The sun is a giant ball of flaming gas which provides our comfortable little planet with the light and heat (read: energy) needed to sustain life. Its presence is constant, even if our frame of reference to it is always changing. The energy provided by the sun is also constant, except in rare circumstances in which magnetic energy in the sun's atmosphere builds up to a breaking point, releasing ginormous amounts of energy to the universe. This is called a solar flare.
The Phoenix Suns are a collection of basketball players of varying skills. As recently as two years ago, they had a firm identity as a fast-paced team that could score better than anybody else out there, but today's version plays at an average pace and below average offensive efficiency. The pieces either don't make sense anymore, never made sense in the first place, or are named Steve Nash and Marcin Gortat. The energy provided by these Suns is less than it has been in previous seasons, and the Lakers' frame of reference to the Suns hardly ever changes.
The Los Angeles Lakers will play the Phoenix Suns for two straight contests--tonight and again on Sunday--and it's a fantastic opportunity for the Lakers to extend their two-game winning streak with a couple victories against a sub-par opponent. As long they avoid any solar flares.
The Suns are not a very good defensive team. They haven't been for years. I'm sure that at some point in their 44 year history, the Suns have fielded a roster that excels on the defensive end of the court, but in the past decade, the Suns haven't really been able to stop much of anybody. It hasn't mattered, because nobody has been able to stop them either. But now, they are not the same team offensively, and they are the same team defensively. A quick look at 82games.com shows that the two positions the Suns struggle with the most are power forward and center. The Lakers happen to have a pretty decent duo manning those positions. The Lakers also have a pretty decent shooting guard with a memory long enough to remember how much he hated losing to the Suns in 2006 and 2007. Kobe Bryant always seems to reserve his best for Phoenix.
All of this leads to the obvious conclusion...the Lakers have a massive advantage in this match-up. The key to winning is simply to make sure the Suns don't have an offensive explosion. Currently ranked 20th in league-wide offensive efficiency, it doesn't seem like there's much risk, but the Suns still have a team filled with offensive-minded personnel who can go off under the right circumstances. Steve Nash is still putting up the kind of numbers that make your head spin, shooting an obscene 56% from the field as a small guard. Marcin Gortat's ability to form the roll half of a pick-and-roll partnership (come to think of it, both the pick and the roll come from the same guy) has been toiling away in obscurity in Orlando for years, and now he not only gets the opportunity to play a starring role, that opportunity comes next to one of the best in the business at providing. It's a lethal combo, and it will be aided because the Lakers tend to make any pick-and-roll look like a lethal combo.

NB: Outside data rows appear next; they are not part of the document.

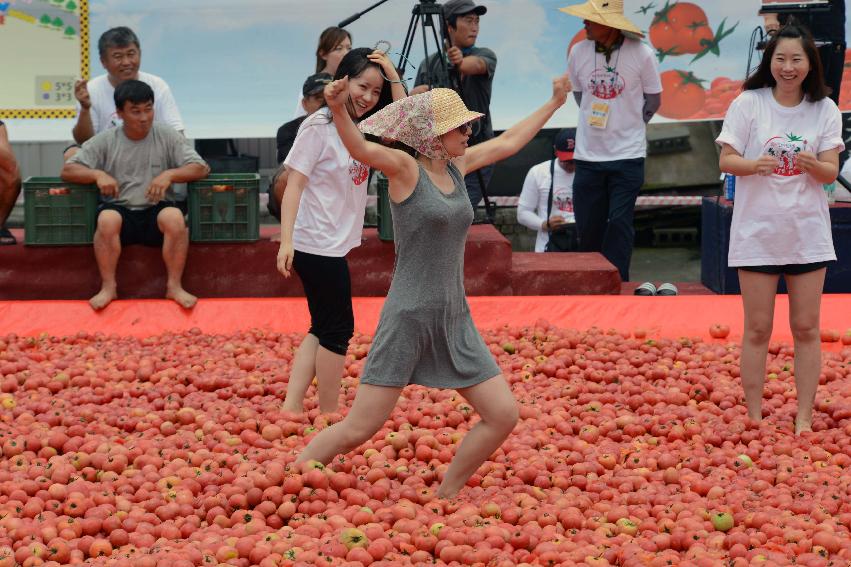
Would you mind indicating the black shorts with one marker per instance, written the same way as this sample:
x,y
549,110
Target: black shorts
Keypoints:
x,y
328,287
139,226
787,269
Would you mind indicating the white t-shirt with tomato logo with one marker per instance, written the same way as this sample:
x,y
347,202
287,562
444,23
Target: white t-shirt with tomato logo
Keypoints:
x,y
330,215
782,218
621,84
535,196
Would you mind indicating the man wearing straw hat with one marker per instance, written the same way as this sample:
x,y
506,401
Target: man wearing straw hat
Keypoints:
x,y
617,86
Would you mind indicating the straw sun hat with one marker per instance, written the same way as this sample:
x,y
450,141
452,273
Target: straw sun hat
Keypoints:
x,y
605,12
418,121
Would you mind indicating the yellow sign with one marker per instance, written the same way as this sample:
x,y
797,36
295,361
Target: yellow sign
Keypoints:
x,y
45,49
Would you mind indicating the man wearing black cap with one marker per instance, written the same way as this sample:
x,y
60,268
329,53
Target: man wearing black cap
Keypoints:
x,y
476,66
546,200
312,100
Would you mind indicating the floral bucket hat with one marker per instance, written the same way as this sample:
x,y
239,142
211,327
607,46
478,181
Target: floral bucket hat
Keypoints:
x,y
418,121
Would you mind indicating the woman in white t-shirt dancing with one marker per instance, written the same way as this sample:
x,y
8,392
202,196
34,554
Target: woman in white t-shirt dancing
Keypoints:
x,y
322,220
781,138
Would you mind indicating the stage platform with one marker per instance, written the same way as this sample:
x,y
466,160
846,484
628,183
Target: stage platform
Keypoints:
x,y
248,270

That's not all, but the rest of the weapons in Phoenix's arsenal are a bit more inconsistent. Jared Dudley is hit or miss, but he can knock down outside shots at a decent clip. Channing Frye is more like hit or miss, miss, miss, miss, but every now and then he can explode for 20+ points. Grant Hill, Shannon Brown...none of these guys scare you on a nightly basis, but all of them are capable of making you suffer if they find the right formula for the evening. These are the folks the Lakers must limit in order to ensure success. Keep all the role players quiet, and the Suns will fold pretty easily. Allow the energy to build up and explode, and you might just see a rare occurrence...a Suns win.